The breakfast was meagre, but it was much needed, and as the sea had gone down during the night and the morning was beautiful, it was eaten not only in comfort, but with some degree of cheerfulness. While they were thus engaged, Goff looked up and exclaimed suddenly, “Hallo! look here, boys!”
Every one started up and gazed in the direction indicated, where they saw something black floating on the water. The captain, who had taken the precaution before leaving the ship to sling his telescope over his shoulder, applied it to his eye, and in a few seconds exclaimed, “It’s the jolly-boat capsized! Out with the oars, boys—be smart! There’s some of ’em clinging to the keel.”
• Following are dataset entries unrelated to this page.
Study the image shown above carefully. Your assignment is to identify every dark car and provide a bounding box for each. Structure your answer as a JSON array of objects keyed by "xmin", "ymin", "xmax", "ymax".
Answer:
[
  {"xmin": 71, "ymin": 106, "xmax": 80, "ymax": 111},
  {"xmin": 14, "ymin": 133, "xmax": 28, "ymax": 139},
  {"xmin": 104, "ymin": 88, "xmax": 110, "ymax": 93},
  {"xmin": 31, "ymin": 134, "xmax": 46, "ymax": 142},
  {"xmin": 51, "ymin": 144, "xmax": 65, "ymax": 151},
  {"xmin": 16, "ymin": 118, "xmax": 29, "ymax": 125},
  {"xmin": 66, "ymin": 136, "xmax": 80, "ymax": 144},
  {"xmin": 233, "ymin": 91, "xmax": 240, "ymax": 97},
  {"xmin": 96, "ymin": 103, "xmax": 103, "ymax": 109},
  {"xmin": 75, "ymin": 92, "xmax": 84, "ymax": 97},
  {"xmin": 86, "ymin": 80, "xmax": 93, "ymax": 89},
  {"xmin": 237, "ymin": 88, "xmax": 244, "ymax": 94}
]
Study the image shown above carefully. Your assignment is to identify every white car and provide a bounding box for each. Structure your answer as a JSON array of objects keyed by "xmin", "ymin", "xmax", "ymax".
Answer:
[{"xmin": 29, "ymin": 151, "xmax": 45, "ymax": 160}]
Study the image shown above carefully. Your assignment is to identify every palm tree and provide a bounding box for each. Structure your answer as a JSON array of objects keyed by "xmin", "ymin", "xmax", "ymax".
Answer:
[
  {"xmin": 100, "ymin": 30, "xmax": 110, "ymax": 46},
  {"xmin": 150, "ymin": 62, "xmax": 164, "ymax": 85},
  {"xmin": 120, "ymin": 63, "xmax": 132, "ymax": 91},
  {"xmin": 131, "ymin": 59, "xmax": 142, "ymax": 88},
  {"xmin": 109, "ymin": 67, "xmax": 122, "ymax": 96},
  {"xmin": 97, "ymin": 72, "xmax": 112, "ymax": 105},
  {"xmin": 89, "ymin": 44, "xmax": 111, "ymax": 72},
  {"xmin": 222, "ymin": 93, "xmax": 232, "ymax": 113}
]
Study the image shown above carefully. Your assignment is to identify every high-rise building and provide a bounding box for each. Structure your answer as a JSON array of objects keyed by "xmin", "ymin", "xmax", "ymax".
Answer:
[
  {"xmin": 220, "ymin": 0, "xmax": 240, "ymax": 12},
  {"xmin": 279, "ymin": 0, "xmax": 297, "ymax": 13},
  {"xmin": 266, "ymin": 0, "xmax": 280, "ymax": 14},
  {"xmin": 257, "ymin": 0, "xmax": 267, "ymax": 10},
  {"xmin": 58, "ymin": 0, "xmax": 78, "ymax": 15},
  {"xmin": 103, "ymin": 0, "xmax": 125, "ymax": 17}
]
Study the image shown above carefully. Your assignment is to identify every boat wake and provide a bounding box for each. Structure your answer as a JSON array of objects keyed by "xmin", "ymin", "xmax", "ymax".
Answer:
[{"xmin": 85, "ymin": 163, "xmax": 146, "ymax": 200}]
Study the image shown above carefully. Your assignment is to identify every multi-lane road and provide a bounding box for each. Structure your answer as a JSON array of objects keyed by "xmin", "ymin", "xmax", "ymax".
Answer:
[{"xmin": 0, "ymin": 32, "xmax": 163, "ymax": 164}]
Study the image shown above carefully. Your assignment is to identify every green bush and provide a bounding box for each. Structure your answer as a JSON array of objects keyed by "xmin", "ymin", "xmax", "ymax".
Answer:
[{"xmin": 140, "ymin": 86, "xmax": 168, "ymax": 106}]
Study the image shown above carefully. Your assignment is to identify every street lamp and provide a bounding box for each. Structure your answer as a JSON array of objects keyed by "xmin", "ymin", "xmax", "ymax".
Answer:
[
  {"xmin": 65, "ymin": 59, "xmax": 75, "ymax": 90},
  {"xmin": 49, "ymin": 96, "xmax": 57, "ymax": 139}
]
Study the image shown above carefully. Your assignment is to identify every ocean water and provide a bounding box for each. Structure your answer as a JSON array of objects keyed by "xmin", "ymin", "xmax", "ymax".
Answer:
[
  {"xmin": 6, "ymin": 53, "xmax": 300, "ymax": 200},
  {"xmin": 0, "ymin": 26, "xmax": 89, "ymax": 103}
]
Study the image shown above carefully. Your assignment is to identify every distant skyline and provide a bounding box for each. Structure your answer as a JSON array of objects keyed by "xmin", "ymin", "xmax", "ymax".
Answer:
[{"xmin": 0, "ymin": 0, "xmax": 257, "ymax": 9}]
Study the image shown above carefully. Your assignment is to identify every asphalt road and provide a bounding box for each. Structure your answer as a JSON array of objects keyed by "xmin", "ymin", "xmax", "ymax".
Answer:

It need scarcely be said that the men seized the oars and plied them with all their might. Under the influence of these and the sail together they soon drew near, and then it was distinctly seen that three men were clinging to the boat—it followed, of course, that all the rest must have been drowned. Silently and swiftly they pulled alongside, and in a few minutes had rescued Mr Cupples and the steward and one of the sailors, all of whom were so much exhausted that they could not speak for some time after being taken on board. When they could tell what had happened, their tale was brief and sad. They had kept in sight of the long-boat while light enabled them to do so. After that they had run before the gale, until a heavy sea capsized them, from which time they could remember nothing, except that they had managed to get on the bottom of the upturned boat, to which they had clung for many hours in a state of partial insensibility.
Chapter Six.
Describes a Boat Voyage, and Touches on Coral Islands.
The gale moderated to a fresh breeze, and all that day the long-boat of the ill-fated Foam flew over the sea towards the west.
“You see,” said Captain Dall, in answer to a question put to him by Will Osten, “I don’t know exactly whereabouts we are, because there was a longish spell of dirty weather afore the Foam went down, and I hadn’t got a sight o’ the sun for more than a week; but it’s my belief that we are nearer to some of the coral islands than to the coast of South America, though how near I cannot tell. Five hundred miles, more or less, perhaps.”
“A mere trifle, sure!” said Larry, filling his pipe carefully—for his was the only pipe that had been rescued from the sinking ship, and the supply of tobacco was very small. Small as it was, however, the captain had taken the precaution to collect it all together, causing every man to empty his pockets of every inch that he possessed, and doled it out in small equal quantities. The pipe, however, could not be treated thus, so it had to be passed round—each man possessing it in turn for a stated number of minutes, when, if he had not consumed his portion, he was obliged to empty the pipe and give it up.